En ce qui concerne le transport et la mobilité durable, nous critiquons la priorité donnée aux véhicules électriques et hybrides rechargeables, dont l'usage ne devrait pas être généralisé. Le chiffrage des bornes de recharge est au demeurant fantaisiste, car elles coûteront sans doute plus cher. Il faut d'ailleurs préciser ce que sont des véhicules propres. Nous donnons la priorité à la motorisation au gaz renouvelable, issu de la biomasse, qui permettrait d'éviter l'usage de gasoil très polluant et émetteur de particules fines. Certaines innovations, comme l'Hybrid Air de Peugeot, sont déjà assez performantes.

Les transports par câble, tel le téléphérique urbain, sont quasi inexistants en France. Ils représentent pourtant un fort potentiel : quatre-vingts pays en sont déjà équipés.

Quant au soutien aux énergies renouvelables (EnR), la modulation du tarif d'achat en fonction d'un prix de marché et d'un complément de rémunération est une formule qui nous convient. Mieux vaut en effet encourager l'investissement que la rente, car un tarif d'achat garanti n'est rien d'autre qu'une rente sur vingt ans.

Nous estimons que les citoyens et les collectifs citoyens doivent pouvoir participer à des sociétés de projet d'EnR, sans que cela soit une simple option.

Au sujet des concessions hydrauliques, il faut éviter la politique de l'autruche et répondre aux exigences de l'Union européenne. Le système proposé présente cependant des faiblesses. Certes, il sécurise l'emploi et le statut des salariés des ouvrages. Mais le sort des services généraux resterait incertain, car ils ne seraient pas intégrés aux sociétés d'économie mixte (SEM), mais ne pourraient travailler pour l'opérateur historique. Enfin, le système intégré de l'hydroélectricité serait affaibli, puisque la production et le réseau seraient nettement séparés. Mieux vaut ouvrir une large concertation et surseoir à ce qui est envisagé.

Au-delà des chiffres invoqués comme des totems, la CFDT défend une réduction de la part d'électricité provenant du nucléaire, mais elle la chiffre à 60 % en 2030. Bien sûr, certaines centrales devront fermer, mais il convient de réfléchir à la manière de s'y préparer. En l'état, le dialogue social ne permet pas de répondre aux questions posées. La transition professionnelle doit être envisagée. Les personnels non statutaires, sous-traitants et prestataires, sont les plus menacés. Les offres de mobilité peuvent apporter des solutions aux personnels statutaires, mais elles peuvent aussi entraîner des problèmes humains et familiaux.

Parmi les points que le projet de loi ne fait qu'effleurer, je citerai l'information des populations.

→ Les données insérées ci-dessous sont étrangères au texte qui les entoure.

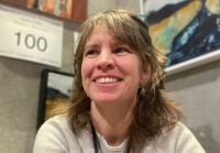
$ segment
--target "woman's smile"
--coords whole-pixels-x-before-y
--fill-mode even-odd
[[[118,41],[103,24],[96,26],[88,39],[81,65],[87,96],[95,102],[133,103],[142,81],[138,55],[128,44]]]

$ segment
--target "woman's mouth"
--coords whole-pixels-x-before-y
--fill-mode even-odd
[[[122,79],[116,78],[116,77],[100,77],[100,78],[97,78],[95,81],[97,84],[114,84],[120,80],[122,80]]]

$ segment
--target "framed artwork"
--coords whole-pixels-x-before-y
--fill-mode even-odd
[[[74,75],[44,69],[41,76],[37,129],[69,103]]]
[[[220,58],[219,0],[140,0],[140,8],[168,75]]]

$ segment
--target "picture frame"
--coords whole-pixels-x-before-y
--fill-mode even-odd
[[[218,0],[140,0],[140,17],[173,75],[220,59]]]
[[[36,129],[69,105],[73,80],[74,74],[70,73],[42,70]]]

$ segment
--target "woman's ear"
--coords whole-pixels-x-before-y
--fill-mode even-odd
[[[144,86],[148,83],[152,76],[152,67],[150,64],[143,65],[142,72],[141,72],[141,86]]]

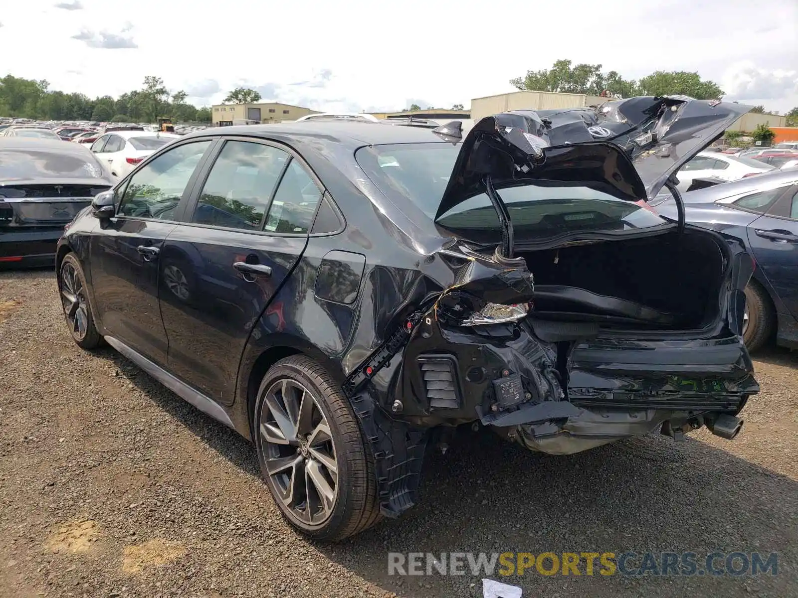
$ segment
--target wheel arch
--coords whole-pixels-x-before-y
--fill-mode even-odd
[[[247,431],[250,439],[254,429],[255,406],[261,380],[275,364],[294,355],[304,355],[322,365],[339,384],[343,384],[344,375],[337,364],[318,347],[303,339],[286,334],[271,334],[267,347],[253,346],[251,343],[244,351],[239,370],[236,403],[246,407],[246,412],[239,408],[239,416],[245,415]],[[276,337],[276,338],[275,338]]]
[[[770,286],[769,282],[764,282],[760,280],[757,276],[752,276],[749,280],[749,285],[755,285],[758,286],[762,290],[762,294],[764,296],[765,301],[768,302],[768,305],[770,307],[770,319],[772,321],[771,324],[774,326],[776,325],[776,315],[779,313],[780,301],[778,302],[773,297],[772,288]]]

Il ne définit pas les conditions d'une prolongation au-delà de quarante ans de la durée de vie d'une centrale : doit-elle faire l'objet d'une simple information des populations ou d'une concertation enrichie ? Comme la convention d'Aarhus doit-elle s'appliquer en pareil cas ? Loin des préoccupations idéologiques, il faut mener un débat de qualité avec nos concitoyens, pour faire reculer les refus de principe au profit d'une approche plus pragmatique.

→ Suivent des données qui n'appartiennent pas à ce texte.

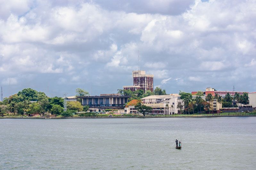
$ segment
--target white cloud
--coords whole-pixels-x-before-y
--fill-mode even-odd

Au sujet de la gouvernance, nous approuvons particulièrement la définition d'une stratégie bas carbone avec des budgets carbone sectoriels, de même que la programmation pluriannuelle de l'énergie. Tout cela doit être mis en cohérence avec la déclinaison territoriale prévue dans les schémas régionaux climat, air, énergie (SRCAE). Le volet de l'emploi, des compétences et de la transition professionnelle fait cependant défaut à tous ces instruments de planification. Nous ferons dès demain des propositions écrites à ce sujet.

D'autre part, si le secteur des transports se voit allouer un budget carbone en baisse, comment cette évolution sera-t-elle accompagnée sur le plan social ? La grande distribution est ciblée, alors que d'autres secteurs – auxquels chacun pense – ne le sont pas, tel celui des transports.